Managing NFS and NIS, 2nd Edition - Mike Eisler [86]
On systems that use page mapping (SunOS 4.x, System V Release 4, and Solaris), there is no buffer cache, so the notion of "filling a buffer" isn't quite as clear. Instead, the async threads are given file pages whenever a write operation crosses a page boundary. The async threads group consecutive pages together to form a single NFS buffer. This process is called dirty page clustering.
If no async threads are running, or if all of them are busy handling other RPC requests, then the client process performing the write( ) system call executes the RPC itself (as if there were no async threads at all). A process that is writing large numbers of file blocks enjoys the benefits of having multiple write RPC requests performed in parallel: one by each of the async threads and one that it does itself.
As shown in Figure 7-2, some of the advantages of asynchronous Unix write( ) operations are retained by this approach. Smaller write requests that do not force an RPC call return to the client right away.
Figure 7-2. NFS buffer writing
Doing the read-ahead and write-behind in NFS buffer-sized chunks imposes a logical block size on the NFS server, but again, the logical block size has nothing to do with the actual filesystem implementation on either the NFS client or server. We'll look at the buffering done by NFS clients when we discuss data caching and NFS write errors. The next section discusses the interaction of the async threads and Unix system calls in more detail.
* * *
Tip
The async threads exist in Solaris. Other NFS implementations use multiple block I/O daemons (biod daemons) to achieve the same result as async threads.
* * *
NFS kernel code
The functions performed by the parallel async threads and kernel server threads provide only part of the boost required to make NFS performance acceptable. The nfsd is a user-level process, but contains no code to process NFS requests. The nfsd issues a system call that gives the kernel a transport endpoint. All the code that sends NFS requests from the client and processes NFS requests on the server is in the kernel.
It is possible to put the NFS client and server code entirely in user processes. Unfortunately, making system calls is relatively expensive in terms of operating system overhead, and moving data to and from user space is also a drain on the system. Implementing NFS code outside the kernel, at the user level, would require every NFS RPC to go through a very convoluted sequence of kernel and user process transitions, moving data into and out of the kernel whenever it was received or sent by a machine.
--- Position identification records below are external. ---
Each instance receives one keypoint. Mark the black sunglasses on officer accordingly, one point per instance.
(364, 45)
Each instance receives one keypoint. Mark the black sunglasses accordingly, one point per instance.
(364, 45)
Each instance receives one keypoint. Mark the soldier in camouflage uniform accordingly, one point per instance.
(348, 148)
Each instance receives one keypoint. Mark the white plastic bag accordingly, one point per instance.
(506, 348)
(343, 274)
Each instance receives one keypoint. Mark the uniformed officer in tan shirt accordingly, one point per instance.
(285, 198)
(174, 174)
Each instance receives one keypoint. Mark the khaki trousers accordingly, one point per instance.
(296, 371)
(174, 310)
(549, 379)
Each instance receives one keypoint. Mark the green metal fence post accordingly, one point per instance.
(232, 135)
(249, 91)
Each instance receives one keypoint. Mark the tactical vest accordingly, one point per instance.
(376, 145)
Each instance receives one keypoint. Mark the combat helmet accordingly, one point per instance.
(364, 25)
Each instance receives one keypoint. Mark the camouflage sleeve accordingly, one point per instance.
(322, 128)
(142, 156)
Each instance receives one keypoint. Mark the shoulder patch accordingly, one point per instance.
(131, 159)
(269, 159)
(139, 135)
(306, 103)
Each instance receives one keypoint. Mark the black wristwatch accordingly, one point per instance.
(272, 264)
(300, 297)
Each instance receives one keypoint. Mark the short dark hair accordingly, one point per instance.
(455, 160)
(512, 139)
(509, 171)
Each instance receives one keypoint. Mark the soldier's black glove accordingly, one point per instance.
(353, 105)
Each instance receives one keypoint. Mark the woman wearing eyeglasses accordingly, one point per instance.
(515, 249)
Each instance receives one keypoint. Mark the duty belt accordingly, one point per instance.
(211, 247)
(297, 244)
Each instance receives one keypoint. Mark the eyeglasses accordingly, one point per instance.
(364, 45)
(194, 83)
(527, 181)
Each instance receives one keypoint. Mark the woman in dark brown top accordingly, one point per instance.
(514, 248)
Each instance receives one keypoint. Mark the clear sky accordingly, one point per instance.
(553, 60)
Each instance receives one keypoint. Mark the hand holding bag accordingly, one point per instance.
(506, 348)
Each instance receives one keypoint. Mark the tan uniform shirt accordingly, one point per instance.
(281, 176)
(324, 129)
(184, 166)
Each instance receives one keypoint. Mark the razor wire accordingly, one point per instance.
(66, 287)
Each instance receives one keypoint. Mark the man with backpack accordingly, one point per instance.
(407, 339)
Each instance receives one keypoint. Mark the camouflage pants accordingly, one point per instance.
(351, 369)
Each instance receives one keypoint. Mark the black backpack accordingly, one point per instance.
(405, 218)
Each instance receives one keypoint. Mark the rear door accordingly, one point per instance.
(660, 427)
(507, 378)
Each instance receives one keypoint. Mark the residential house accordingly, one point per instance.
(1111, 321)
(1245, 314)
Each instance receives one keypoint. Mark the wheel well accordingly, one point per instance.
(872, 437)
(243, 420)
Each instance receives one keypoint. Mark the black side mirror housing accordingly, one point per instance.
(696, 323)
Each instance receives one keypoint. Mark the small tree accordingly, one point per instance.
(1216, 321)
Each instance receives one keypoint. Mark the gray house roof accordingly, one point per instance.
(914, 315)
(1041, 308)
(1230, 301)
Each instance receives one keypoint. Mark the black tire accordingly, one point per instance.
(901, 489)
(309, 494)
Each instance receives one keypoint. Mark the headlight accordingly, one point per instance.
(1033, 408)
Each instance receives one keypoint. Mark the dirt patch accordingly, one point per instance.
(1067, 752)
The kernel implementation of the NFS RPC client and server code eliminates most copying except for the final move of data from the client's kernel back to the user process requesting it, and it eliminates extra transitions out of and into the kernel. To see how the NFS daemons, buffer (or page) cache, and system calls fit together, we'll trace a read( ) system call through the client and server kernels:
A user process calls read( ) on an NFS mounted file. The process has no way of determining where the file is, since its only pointer to the file is a Unix file descriptor.
The VFS maps the file descriptor to a vnode and calls the read operation for the vnode type. Since the VFS type is NFS, the system call invokes the NFS client read routine. In the process of mapping the type to NFS, the file descriptor is also mapped into a filehandle for use by NFS. Locally, the client has a virtual node (vnode) that locates this file in its filesystem. The vnode contains a pointer to more specific filesystem information: for a local file, it points to an inode, and for an NFS file, it points to a structure containing an NFS filehandle.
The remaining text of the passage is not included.